Relationship to the “Cancel Culture”
I was glancing through LinkedIn posts and found one by Tanya Finnie about the Speak Up Culture. Having blogged many times before about the cancel culture, I was intrigued to find out more about the speak up culture and its relationship to cancel culture.
“Speak up culture” refers to a healthy, supportive environment, where team members feel free to share their ideas, opinions and concerns, without fear of retaliation or penalty. Often people associate it with calling out toxic company culture or even an individual member of staff, however it can also refer to people feeling comfortable to express different ideas or business models that have previously gone unexplored. as speak-up culture, which means to provide a safe space for people to speak up and speak out, where they can feel emboldened to point out both challenging areas and opportunities for new disruptions and innovations.

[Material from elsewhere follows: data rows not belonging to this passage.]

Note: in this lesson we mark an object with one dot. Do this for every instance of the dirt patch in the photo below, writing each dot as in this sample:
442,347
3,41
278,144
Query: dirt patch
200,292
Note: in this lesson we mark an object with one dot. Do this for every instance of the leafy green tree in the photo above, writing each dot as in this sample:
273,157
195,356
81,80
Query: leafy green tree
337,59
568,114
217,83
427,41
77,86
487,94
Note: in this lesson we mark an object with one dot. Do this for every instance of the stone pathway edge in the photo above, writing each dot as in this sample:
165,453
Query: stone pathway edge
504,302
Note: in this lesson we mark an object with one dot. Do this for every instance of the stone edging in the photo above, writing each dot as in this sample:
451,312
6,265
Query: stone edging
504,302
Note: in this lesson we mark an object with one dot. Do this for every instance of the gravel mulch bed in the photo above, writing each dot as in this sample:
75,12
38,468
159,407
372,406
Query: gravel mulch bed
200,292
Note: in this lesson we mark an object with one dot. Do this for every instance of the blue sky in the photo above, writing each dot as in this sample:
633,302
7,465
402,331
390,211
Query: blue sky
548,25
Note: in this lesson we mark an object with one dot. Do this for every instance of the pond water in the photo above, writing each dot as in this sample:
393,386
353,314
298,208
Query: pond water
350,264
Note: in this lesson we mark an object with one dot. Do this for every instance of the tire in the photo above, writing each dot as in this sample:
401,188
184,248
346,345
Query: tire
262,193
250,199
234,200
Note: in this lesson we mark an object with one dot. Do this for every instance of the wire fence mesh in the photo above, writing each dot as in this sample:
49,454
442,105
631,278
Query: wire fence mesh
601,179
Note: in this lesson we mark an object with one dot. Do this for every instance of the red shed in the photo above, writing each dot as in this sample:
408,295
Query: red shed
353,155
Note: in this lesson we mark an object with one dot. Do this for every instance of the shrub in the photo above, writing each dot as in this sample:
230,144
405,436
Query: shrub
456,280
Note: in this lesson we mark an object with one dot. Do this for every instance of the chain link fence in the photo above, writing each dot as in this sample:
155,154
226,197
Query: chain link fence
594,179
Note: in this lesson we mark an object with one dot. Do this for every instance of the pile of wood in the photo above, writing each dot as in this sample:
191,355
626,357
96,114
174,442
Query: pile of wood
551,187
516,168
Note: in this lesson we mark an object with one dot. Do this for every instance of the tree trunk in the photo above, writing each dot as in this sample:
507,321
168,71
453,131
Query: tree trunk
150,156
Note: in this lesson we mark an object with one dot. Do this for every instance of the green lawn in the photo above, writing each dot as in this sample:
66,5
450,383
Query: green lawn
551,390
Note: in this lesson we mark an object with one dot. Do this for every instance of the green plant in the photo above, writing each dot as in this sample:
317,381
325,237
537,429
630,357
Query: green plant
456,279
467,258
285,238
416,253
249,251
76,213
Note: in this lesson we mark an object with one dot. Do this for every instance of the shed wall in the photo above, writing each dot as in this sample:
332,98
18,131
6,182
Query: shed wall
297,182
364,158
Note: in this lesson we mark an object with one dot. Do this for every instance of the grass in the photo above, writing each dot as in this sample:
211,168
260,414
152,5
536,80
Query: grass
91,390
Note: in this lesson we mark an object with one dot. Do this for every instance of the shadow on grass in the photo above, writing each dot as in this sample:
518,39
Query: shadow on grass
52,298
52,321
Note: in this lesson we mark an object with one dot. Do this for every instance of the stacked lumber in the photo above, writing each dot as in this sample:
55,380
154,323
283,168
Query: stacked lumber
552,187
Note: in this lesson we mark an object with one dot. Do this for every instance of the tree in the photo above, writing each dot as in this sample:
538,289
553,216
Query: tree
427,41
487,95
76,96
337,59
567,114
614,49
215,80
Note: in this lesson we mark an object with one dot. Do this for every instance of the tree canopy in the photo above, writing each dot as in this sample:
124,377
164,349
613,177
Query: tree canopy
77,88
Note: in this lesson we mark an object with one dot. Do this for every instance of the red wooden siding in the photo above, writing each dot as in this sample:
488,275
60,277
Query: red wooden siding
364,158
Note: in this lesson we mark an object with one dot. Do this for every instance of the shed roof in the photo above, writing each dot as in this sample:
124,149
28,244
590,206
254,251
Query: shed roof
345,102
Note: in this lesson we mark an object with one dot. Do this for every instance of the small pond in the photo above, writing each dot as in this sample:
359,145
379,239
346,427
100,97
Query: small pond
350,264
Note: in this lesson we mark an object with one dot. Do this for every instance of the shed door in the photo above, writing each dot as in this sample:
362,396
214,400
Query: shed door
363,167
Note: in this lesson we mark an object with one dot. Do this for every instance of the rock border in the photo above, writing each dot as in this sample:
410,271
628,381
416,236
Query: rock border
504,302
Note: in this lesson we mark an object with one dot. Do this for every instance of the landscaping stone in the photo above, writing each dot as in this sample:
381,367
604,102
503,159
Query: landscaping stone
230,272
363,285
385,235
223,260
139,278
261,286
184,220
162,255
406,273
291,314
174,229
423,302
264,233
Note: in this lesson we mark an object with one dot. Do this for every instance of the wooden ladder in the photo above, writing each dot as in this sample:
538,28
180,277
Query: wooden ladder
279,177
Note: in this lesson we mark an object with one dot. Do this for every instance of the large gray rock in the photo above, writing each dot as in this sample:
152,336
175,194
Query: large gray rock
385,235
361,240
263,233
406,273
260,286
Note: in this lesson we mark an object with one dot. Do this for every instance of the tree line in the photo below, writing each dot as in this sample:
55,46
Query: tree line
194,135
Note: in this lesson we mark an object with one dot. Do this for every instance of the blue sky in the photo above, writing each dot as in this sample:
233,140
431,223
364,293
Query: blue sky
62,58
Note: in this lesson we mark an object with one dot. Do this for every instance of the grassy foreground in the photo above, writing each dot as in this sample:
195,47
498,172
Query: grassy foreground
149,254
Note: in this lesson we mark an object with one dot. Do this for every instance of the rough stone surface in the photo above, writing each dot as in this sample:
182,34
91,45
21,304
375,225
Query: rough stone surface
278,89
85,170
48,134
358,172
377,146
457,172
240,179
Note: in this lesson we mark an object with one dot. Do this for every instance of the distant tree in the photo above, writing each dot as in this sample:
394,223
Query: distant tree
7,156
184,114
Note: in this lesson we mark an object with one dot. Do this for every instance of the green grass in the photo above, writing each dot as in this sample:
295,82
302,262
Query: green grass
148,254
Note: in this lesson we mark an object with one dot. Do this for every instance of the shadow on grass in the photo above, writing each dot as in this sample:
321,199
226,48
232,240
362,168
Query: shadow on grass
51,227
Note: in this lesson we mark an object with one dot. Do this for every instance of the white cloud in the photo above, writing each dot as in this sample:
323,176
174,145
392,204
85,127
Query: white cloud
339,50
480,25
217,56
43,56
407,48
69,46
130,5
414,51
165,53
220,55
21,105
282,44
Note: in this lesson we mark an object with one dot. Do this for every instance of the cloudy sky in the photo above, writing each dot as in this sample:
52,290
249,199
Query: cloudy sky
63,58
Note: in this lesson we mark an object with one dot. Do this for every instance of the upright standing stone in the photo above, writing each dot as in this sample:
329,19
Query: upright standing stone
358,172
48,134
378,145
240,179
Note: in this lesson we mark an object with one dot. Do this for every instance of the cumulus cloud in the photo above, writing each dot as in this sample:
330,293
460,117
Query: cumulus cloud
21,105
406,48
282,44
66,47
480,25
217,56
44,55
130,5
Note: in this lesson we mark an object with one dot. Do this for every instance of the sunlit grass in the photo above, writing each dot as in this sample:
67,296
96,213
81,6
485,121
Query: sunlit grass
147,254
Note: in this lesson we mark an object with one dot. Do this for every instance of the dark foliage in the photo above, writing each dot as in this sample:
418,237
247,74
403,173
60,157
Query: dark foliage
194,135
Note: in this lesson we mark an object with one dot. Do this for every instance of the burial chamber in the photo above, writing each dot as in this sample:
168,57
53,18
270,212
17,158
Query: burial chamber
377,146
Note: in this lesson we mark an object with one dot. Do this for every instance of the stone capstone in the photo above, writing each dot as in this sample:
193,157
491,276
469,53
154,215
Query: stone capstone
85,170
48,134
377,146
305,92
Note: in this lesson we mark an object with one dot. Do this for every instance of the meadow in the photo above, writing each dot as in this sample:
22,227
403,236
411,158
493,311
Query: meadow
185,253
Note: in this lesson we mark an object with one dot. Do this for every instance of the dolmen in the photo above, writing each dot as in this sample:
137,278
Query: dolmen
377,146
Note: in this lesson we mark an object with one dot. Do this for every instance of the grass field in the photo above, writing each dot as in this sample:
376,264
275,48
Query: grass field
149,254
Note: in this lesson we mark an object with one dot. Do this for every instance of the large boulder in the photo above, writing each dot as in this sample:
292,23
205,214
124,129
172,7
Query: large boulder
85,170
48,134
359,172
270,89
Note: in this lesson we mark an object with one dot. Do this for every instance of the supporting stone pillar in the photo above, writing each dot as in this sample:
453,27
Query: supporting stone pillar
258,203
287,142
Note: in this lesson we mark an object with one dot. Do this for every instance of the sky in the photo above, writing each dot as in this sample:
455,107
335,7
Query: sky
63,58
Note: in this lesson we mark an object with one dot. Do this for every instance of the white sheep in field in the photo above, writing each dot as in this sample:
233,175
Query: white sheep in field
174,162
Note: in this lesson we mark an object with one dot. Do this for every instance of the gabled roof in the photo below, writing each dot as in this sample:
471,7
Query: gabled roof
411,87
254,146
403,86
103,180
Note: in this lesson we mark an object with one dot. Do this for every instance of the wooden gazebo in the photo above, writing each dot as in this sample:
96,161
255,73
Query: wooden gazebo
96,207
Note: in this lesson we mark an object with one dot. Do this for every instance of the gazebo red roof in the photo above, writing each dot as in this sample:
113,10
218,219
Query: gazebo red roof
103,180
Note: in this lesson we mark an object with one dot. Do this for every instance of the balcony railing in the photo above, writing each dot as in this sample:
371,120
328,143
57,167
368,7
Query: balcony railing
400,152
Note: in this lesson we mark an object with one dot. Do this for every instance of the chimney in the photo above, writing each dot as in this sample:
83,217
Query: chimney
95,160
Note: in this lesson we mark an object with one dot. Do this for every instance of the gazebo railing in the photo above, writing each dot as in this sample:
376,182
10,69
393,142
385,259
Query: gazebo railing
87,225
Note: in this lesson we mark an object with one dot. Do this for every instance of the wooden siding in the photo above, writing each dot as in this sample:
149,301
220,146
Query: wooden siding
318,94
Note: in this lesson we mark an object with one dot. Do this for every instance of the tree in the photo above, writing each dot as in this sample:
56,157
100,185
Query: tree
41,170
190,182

Rather than waiting for employees to speak up, leaders could take the initiative and start a structured debate within the organization. It is important to give employees an opportunity to speak up and respond appreciatively when they do.
Finnie asks whether you have ever been a part of an organization that discouraged or even punished its employees from speaking up, pointing out problems or trying to disrupt the status quo in some way? If so, how much disruption and innovation happened in this organization? Probably not much.
Additionally, in a recent academic article in Organization Science, the researchers state, “Voice, or employees’ upward expression of challenging but constructive concerns or ideas on work-related issues, can play a critical role in improving organizational effectiveness. Despite its importance, evidence suggests that many managers are often hesitant to solicit voice from their employees. … Voice is a distinctive behavior that involves escalation of opinions, ideas, or concerns by employees to their managers with the expectation that they would respond by making systemic changes in their teams.”
So how can leaders encourage their employees to speak up and share their ideas?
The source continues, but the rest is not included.